Ich muss dazu sagen daß ich aktive Tierschützerin bin und es wird in unserem Gartenteich auf *keinen Fall *ein weiterer Stör einziehen. Und falls wir unseren wiederfinden und er sich doch nur versteckt hatte, werde ich einen größeren Teich für ihn finden.


----------



## Cloude (24. Sep. 2007)

*AW:  Störe verschwinden aus Gartenteich*



			
				karsten. schrieb:
			
		

> stimmt  ! wie meine
> 
> Anhang anzeigen 18484
> 
> ...





Hier ist meine Bande:


----------



## Silke (24. Sep. 2007)

*AW:  Störe verschwinden aus Gartenteich*

Hallo Cloude,
toll. daß du dich schlau gemacht hast. Mein Nachbar (Teich 10 kubik) will mir auch seine Störe andrehen, weil sein Teich zu klein ist, er trübes Wasser hat und sie eh nicht sieht. Mein Mann findet Störe toll und würde sie sofort nehmen, aber ich bin absolut dagegen. Unser Teich ist einfach nicht dafür geschaffen.
Vielleicht findet sich dein Stör noch an....


----------



## Cloude (24. Sep. 2007)

*AW:  Störe verschwinden aus Gartenteich*



			
				Silke schrieb:
			
		

> Hallo Cloude,
> toll. daß du dich schlau gemacht hast. Mein Nachbar (Teich 10 kubik) will mir auch seine Störe andrehen, weil sein Teich zu klein ist, er trübes Wasser hat und sie eh nicht sieht. Mein Mann findet Störe toll und würde sie sofort nehmen, aber ich bin absolut dagegen. Unser Teich ist einfach nicht dafür geschaffen.
> Vielleicht findet sich dein Stör noch an....

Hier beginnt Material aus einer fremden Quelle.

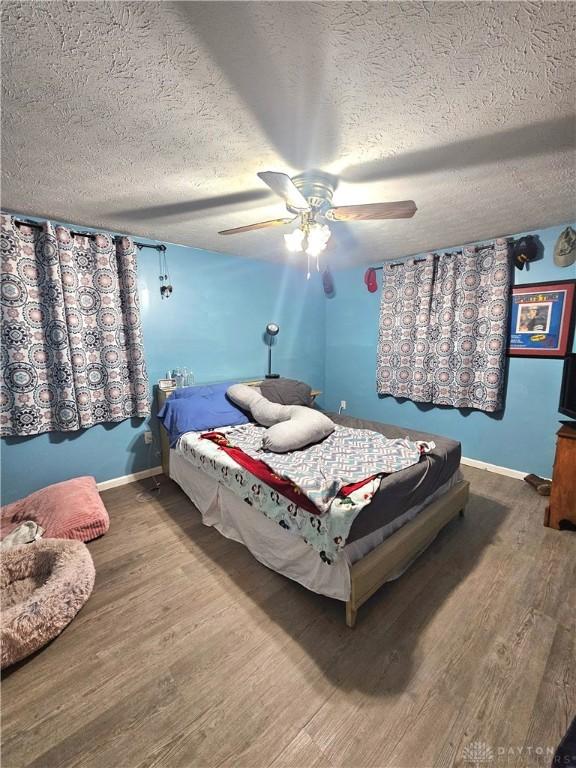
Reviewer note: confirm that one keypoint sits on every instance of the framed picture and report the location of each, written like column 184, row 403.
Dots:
column 542, row 319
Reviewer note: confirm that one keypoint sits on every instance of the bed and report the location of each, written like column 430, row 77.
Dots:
column 405, row 512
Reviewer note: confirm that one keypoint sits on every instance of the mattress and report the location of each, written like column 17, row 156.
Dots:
column 271, row 544
column 402, row 491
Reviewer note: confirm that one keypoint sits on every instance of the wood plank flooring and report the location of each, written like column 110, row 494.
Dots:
column 191, row 654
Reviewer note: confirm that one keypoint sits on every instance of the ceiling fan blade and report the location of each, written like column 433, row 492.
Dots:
column 259, row 225
column 283, row 185
column 401, row 209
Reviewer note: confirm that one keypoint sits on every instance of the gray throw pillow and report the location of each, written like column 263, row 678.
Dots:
column 287, row 391
column 263, row 411
column 304, row 427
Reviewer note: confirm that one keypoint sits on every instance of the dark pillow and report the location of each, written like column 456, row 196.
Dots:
column 286, row 391
column 194, row 409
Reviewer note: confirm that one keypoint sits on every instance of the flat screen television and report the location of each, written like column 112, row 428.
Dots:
column 568, row 392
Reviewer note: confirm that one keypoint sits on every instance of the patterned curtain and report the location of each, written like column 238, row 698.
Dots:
column 444, row 327
column 72, row 353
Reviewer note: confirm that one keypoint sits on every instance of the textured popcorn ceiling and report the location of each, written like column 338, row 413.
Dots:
column 153, row 118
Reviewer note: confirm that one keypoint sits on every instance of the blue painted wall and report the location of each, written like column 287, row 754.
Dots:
column 522, row 437
column 212, row 324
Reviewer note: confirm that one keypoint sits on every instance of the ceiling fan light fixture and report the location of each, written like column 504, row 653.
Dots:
column 318, row 237
column 294, row 241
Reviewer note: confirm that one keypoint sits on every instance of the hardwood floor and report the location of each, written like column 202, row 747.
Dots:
column 190, row 653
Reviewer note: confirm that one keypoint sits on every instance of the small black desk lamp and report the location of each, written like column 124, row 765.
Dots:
column 271, row 331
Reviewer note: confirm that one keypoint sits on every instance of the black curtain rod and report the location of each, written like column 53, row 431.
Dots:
column 511, row 241
column 91, row 235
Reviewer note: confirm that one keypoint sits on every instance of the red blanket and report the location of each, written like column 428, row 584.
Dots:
column 263, row 472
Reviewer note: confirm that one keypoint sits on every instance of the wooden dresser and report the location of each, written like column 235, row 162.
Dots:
column 563, row 494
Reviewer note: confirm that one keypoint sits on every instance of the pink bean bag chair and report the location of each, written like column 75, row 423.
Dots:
column 42, row 586
column 69, row 510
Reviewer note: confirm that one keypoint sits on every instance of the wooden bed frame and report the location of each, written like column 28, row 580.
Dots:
column 396, row 553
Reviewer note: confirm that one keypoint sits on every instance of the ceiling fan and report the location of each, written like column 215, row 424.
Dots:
column 308, row 197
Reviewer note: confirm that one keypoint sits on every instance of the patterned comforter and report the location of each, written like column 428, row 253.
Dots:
column 346, row 456
column 328, row 531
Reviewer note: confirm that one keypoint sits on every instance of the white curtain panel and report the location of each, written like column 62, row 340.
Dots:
column 72, row 352
column 444, row 328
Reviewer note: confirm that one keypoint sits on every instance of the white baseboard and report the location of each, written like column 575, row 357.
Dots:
column 125, row 479
column 494, row 468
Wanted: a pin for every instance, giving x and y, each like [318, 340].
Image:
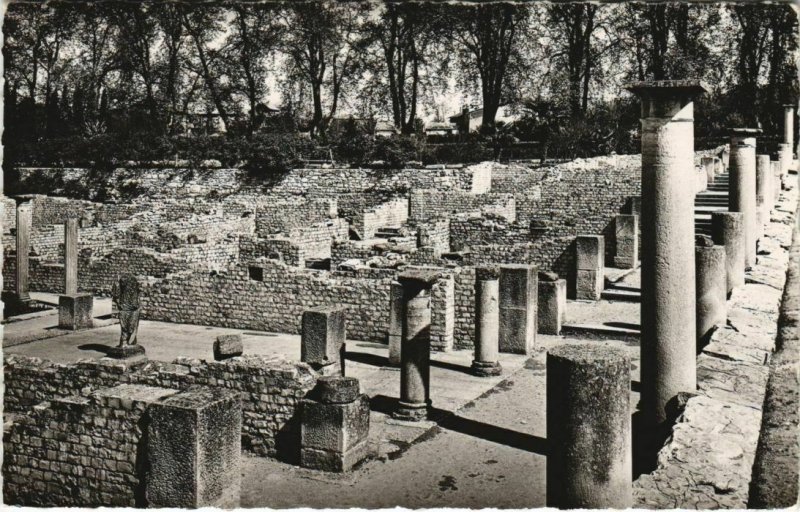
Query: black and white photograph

Ich hätte mich wohl besser vorher schlau machen sollen....... wenn man sich *mal *auf seinen Mann verläßt : 

Ich werde heute nach Feierabend sofort mal zwischen den Steinen genaustens nachsehen. Wir haben auch eine Kieselsteinmatte am Rand... ich hoffe nicht, daß er da drunter hängt


----------